Le silence tomba dans la salle. Satisfaite, la capitaine Fedwin balaya l'assemblée du regard. Sa grande taille et la portée de sa voix en imposaient autant que les pistolets attachés autour de ses hanches. Henrik remarqua qu'une mèche blonde s'était échappée de son chignon et se baladait sur son front large.
— Vous avez quartier libre pendant une heure. Vous trouverez de quoi vous restaurer dans le réfectoire. À midi, je veux que vous soyez tous rassemblés dans la galerie. Nous vous conduirons sur la côte d'Arlès et vous serez ensuite répartis dans les six tours de guet qui la composent.
Henrik avait anticipé un choc plus rude, des visages sidérés, des yeux écarquillés de terreur. Pas une angoisse modérée, flottant dans les rangs comme une brise légère. Il comprit alors que ses camarades s'étaient eux aussi préparés à cette annonce.
— Qu'attendez-vous de nous exactement ? interrogea une femme.
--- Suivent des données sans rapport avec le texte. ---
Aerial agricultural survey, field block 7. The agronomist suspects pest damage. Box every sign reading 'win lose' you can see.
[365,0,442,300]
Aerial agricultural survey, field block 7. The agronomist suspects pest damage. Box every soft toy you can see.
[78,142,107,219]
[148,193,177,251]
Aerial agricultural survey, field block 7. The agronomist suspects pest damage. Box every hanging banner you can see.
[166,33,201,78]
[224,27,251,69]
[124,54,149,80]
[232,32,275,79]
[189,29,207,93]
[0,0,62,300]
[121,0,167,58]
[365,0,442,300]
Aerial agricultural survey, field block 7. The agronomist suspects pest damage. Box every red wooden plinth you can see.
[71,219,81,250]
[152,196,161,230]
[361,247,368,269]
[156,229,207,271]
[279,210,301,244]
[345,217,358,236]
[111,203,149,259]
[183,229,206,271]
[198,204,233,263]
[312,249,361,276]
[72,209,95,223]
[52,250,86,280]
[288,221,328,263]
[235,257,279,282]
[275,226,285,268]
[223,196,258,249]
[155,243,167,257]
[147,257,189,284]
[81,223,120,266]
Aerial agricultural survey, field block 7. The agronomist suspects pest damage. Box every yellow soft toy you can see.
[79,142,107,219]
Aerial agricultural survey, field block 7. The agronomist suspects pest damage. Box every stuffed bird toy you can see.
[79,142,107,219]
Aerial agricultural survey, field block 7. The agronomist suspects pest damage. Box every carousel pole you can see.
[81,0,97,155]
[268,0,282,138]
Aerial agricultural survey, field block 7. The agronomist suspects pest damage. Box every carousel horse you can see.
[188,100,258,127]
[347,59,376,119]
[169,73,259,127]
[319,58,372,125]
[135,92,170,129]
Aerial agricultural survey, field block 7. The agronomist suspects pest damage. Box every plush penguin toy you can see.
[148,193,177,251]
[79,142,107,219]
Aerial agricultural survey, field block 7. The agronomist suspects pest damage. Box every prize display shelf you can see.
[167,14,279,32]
— La dernière attaque des Forlonn à Arlès remonte à trois jours, relata la capitaine. Vous avez lu les journaux. Je ne vous apprends rien en vous disant que leurs apparitions se font de plus en plus rares, ces temps-ci. Néanmoins, ils n'ont pas disparu pour autant et il est de notre devoir de nous tenir prêts en toutes circonstances. L'épreuve qui vous attend est la suivante : vous assisterez les Localisateurs dans leur travail de surveillance jusqu'à la prochaine attaque des Forlonn.
— Et ensuite ? demanda la personne au premier rang. Que ferons-nous quand les Forlonn reviendront ? Nous ne sommes pas encore qualifiés pour les combattre.
— Vous n'aurez rien à faire, expliqua le capitaine Bradson d'un ton flegmatique. Rien, à part observer.
Henrik déglutit, flairant le piège à plein nez. Il ne croyait pas à l'aspect théorique de cette épreuve. Comment pouvaient-ils espérer se démarquer si leur mission consistait à se tourner les pouces dans une tour ?
— Je ne comprends pas, admit un jeune homme troublé. Si nous ne faisons rien, comment sélectionnerez-vous les candidats ? Comment savoir qui mérite ou non sa place à l'Académie ?
Alors qu'il n'avait pas prononcé un mot depuis leur arrivée, Siméon trancha, énigmatique à souhait :
— Ne vous inquiétez pas. Nous saurons.